You can't tell in the photo but I also drilled a bunch of holes in the fuselage board rotating device in a circle and one hole in the upright. I then found a spike to shove in the hole to lock the rotating assembly in position for welding etc. Hope that helps!
Sorry about the mess in my garage but I'm a homebuilder......that's my excuse and I'm sticking to it!
Posted: 3/23/2010 13:38:11
One thing worth mentioning is the way I did it allows me to rotate the fuselage by myself and I can stop the rotation anytime and find just the right angle to work on things from my roller chair you see in the photo. Make sure you buy a roller chair with a shelf under it so you have a place to put your beer while you roll around and work on the old bird!
Posted: 3/24/2010 05:49:33
Modified: 3/24/2010 16:28:04
Doug Jewell wrote:
................I want an inexpensive way to support, move, and rotate the fuselage while I repair, change, sandblast and paint the fuselage structure. Anyone already solved this one?

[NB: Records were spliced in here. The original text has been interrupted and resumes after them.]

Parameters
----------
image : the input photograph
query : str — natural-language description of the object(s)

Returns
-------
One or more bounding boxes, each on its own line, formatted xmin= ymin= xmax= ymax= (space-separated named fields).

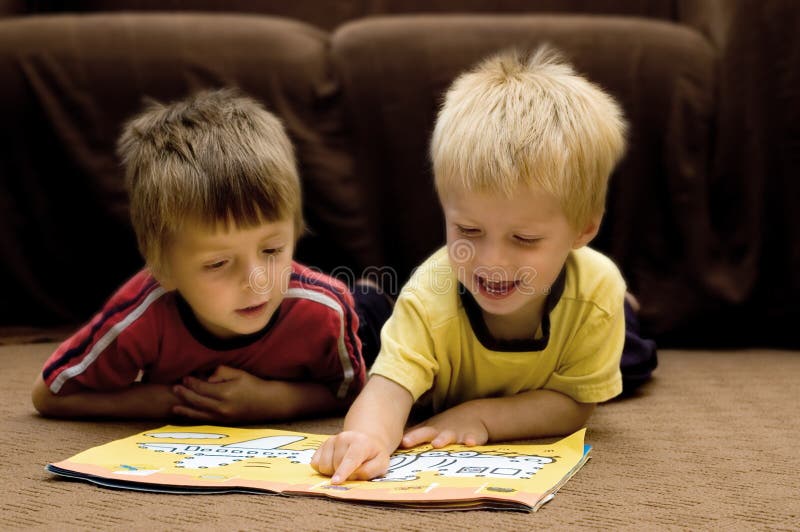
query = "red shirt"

If you do not rule out using metal, an inexpensive rotisserie can be cobbed together rather quickly using a cheap automotive type engine stand available at Harbor Freight, J.C Whitney or other outlet and lengths of angle iron commonly available at most big box stores. Bolted together, no welding is required. I cut the engine stand in two, then bolted angle iron extensions to increase its height by about 1 foot. In my case, the aft end of the RV-8 fuselage was supported by a padded sawhorse. One person operation was quite easy. If desired, you could always bolt another rotisserie to the aft end of the fuselage but for my purposes did not find it necessary. A rotiserrie is a huge timesaver and ergonomic convenience that cannot be overstated. Taking the time to assemble a wood or metal rotisserie is well worth the effort.
RV-6A N307R "Darla!"
EAA Technical Counselor
Posted: 3/24/2010 22:19:38
I have been thinking of something along these lines. I admit that I was measuring for some 2X4's bolted into the rafters in an upright V. With the rotating axel at the A/C centerline/bottom of V. It would free up the floor area. My son shook me back to reality. Its a bad idea..
Posted: 3/24/2010 22:44:08
Man is that funny, that would be like taking out the angles in a tube fuselage?!?!?!?!?!
Anyhow, a device for rotating a fuselage makes the process much more fun and saves on the chiropractor bills. All the ideas here are great!
Posted: 3/26/2010 09:17:41
Thanks to all who responded to my request. You've given me sufficient info to make a rotisserie that will meet my needs. A note on my situation is that I want to be able to roll the fuselage outside where I can sandblast it and paint it, so mobility is a must.